It’s hard to believe that at one time nearly every suburban town had a camera shop, pet shop, record shop, independent drug store (or two) , bakery, hardware store, stationer, shoemaker, and butcher shop, along with independent pizza parlors and restaurants. There were small dress shops and children’s clothing stores; shops that sold clothing for men and boys, hat shops, shoe stores—and none of them were in malls. Cities, of course, had numerous independently-owned stores. I spent many years in the suburbs, and was always in walking distance of a grocery store, a few liquor stores, a bakery, and an independent drug store. As the song says, “Those were the days, my friend.”
My three closest friends and I would walk a mile after school every day to visit two record shops in a neighboring small city (where we bought that Mary Hopkin album). The people that worked there knew us, the customers knew us, and our parents knew where we were. The guys who worked in the pizzeria also knew us—that’s where we stopped to get fuel for our trip home. Those two music stores are long gone.
Malls came, big box stores arrived (not where I lived for some reason, maybe we were too close to NYC), and chain stores and restaurants pushed the independents off the map. It started gradually, but in the past ten years, 3,000 American independent record stores have closed.
Struggling independent record store owners and insiders from the record business (such as Lenny Kaye of The Patti Smith Group and Thurston Moore of Sonic Youth) discuss the death of independent records stores in I Need that Record: The Death (or Possible Survival) of the Independent Record Store, an indie documentary that reveals the history of the decline of the independents. Sure, it’s about record shops, but you can apply what it says to luncheonettes (replaced by McDonald’s, etc.), clothing stores (put out of business by malls), and other small businesses.
One might think that this is a rap that WalMart doesn’t have to take. After all, have you ever seen the music selection at WalMart? The prices might be good, but if it’s not for music I want they could be giving the stuff away for free and it wouldn’t affect me. Same for Best Buy, Kmart, and Target—they have an extremely limited selection–limited to things I don’t want. Surprisingly, in 2007 big box stores claimed 65% of record sales (actually CDs) and WalMart was the biggest box on the block.
Many things have eroded the hold record shops once had on us. Most of them can be found in the “greed” file. The telecommunications act, the homogenization of music, the limited number of titles played on the radio, soaring rents, and overpriced CDs (with ever-escalating prices) all made a contribution to the decline. Worse is the way record labels look upon the buying public.

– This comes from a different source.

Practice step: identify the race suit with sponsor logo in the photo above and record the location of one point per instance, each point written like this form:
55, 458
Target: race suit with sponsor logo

Some may think that Amazon and MP3s are to blame, but Amazon gets hardly a mention. MP3s, and especially file sharing, have done their damage, though. Interestingly, 30,000 albums are released every year, yet the big box stores stock about 1000 titles.
Clips from vintage cartoons, movies, and documentaries, and archival footage are used throughout I Need that Record, and it opens with a very cool animation behind the credits. Extra features are over two hours of interviews with Ian MacKaye (Dischord Records), Mike Watt (Minutemen), Thurston Moore, Lenny Kaye, Legs McNeil (punk author), Glenn Branca (composer), Patterson Hood (Drive-By Truckers), and Pat Carney (Black Keys).